Последовал еще более глубокий вздох.
– Читайте ее и впредь и верьте написанному, Хрущев. Все, что вам нужно, – это учебники, не так ли?
– Согласен, ваша честь.
Мы пожали друг другу руки. Профессор сказал, что мы встретимся на занятиях завтра. Я сел на паровой трамвай и отправился домой, за Финляндский вокзал. От однокашников я услышал, что доктор Мазнев в юности был радикалом. Сын пошел по его стопам. Агенты моего дяди, вероятно, подкупили чиновников, чтобы заменить тюремный срок высылкой за границу. Таким образом мне нашли научного руководителя в институте.
Дядя Сеня и его партнеры занимались филантропией гораздо серьезнее, чем многие благотворительные общества. Весьма отрадно, что не все тайные братства – революционеры, «вольные каменщики» или сионисты. Из духовных учений армянина Гурджиева, русской Блаватской или даже австрийца, еврея-христианина Штайнера мы узнаем о Белом братстве: группах великих, разумных мужчин и женщин, хранящих мудрость веков, пытающихся помочь человечеству, не вмешиваясь в ход истории. Некоторое время я был членом Теософского общества, потом антропософом и, наконец, участником группы Гурджиева, к которой ненадолго присоединился в Лондоне. Естественно, я не могу здесь поведать о том, что узнал. Это стало бы нарушением всех законов. Я совсем недавно видел человека, который попрал законы гурджиевского учения. Он подвергся гипнозу в телефонной будке и не проснулся (мы провели в одной больничной палате несколько недель – должно быть, произошла типичная административная ошибка, и меня поместили со слабоумными пациентами). Я не стану заходить слишком далеко и предполагать, что дядя Сеня принадлежал к этому Белому братству, но он создал часть международного сообщества бизнесменов, которых я называю «людьми доброй воли». Это сообщество существовало во всех цивилизованных странах, и именно благодаря им я и получил высшее образование, пускай и под чужим именем – возможно, это связано с секретностью их деятельности.

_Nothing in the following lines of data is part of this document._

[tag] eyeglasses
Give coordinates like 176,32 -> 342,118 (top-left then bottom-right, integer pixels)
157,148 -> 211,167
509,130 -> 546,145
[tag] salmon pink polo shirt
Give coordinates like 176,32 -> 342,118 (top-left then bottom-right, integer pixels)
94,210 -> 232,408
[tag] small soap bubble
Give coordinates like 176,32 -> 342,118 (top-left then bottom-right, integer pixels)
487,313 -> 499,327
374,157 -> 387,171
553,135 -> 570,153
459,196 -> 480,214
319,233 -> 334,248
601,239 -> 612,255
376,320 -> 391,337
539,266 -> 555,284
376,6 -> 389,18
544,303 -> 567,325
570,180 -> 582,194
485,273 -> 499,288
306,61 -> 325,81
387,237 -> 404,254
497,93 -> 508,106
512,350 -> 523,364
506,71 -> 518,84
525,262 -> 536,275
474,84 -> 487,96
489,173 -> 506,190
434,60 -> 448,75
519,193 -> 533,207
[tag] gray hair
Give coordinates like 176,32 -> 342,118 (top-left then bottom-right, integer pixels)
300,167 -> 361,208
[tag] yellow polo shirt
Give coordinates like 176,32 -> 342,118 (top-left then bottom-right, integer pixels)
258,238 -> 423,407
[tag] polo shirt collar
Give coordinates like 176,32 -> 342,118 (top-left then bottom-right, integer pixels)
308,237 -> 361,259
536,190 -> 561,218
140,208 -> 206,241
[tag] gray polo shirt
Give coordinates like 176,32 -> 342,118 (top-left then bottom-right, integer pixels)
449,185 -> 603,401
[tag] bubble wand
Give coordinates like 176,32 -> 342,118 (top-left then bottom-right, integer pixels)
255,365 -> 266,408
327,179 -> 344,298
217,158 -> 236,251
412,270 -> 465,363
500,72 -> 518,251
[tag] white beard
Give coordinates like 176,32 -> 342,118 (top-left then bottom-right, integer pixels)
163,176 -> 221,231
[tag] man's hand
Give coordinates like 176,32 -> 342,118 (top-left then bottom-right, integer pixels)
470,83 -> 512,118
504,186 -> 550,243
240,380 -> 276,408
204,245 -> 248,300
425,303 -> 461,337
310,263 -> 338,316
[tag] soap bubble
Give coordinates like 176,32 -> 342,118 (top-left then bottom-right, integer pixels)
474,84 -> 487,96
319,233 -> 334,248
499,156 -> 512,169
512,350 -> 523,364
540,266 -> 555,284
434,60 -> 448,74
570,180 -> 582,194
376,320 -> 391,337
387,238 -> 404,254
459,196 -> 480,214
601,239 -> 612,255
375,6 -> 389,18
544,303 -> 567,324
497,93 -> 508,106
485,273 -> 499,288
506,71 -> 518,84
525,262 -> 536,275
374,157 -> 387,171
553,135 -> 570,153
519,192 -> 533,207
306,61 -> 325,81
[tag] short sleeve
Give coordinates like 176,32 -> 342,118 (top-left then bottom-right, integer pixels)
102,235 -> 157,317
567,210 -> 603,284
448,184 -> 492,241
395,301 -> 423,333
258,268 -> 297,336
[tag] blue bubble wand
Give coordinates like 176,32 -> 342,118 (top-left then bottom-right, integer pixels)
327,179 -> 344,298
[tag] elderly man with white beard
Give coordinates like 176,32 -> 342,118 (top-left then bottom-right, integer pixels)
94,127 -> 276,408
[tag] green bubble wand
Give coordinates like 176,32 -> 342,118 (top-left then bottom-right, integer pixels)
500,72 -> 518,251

Я уже привык играть роль Хрущева; в те времена я так легко приспосабливался, что иногда почти забывал свое настоящее имя. Вскоре мадам Зиновьева и ее дочери стали звать меня Димой, выражая таким образом свое хорошее отношение. Я не возражал, когда мы оставались одни, но меня немного смущало, когда при этом присутствовали другие жильцы. Я привык держать дистанцию – и дома, и в институте. Адрес Марьи Варворовны я сохранил, но не мог найти времени для визита.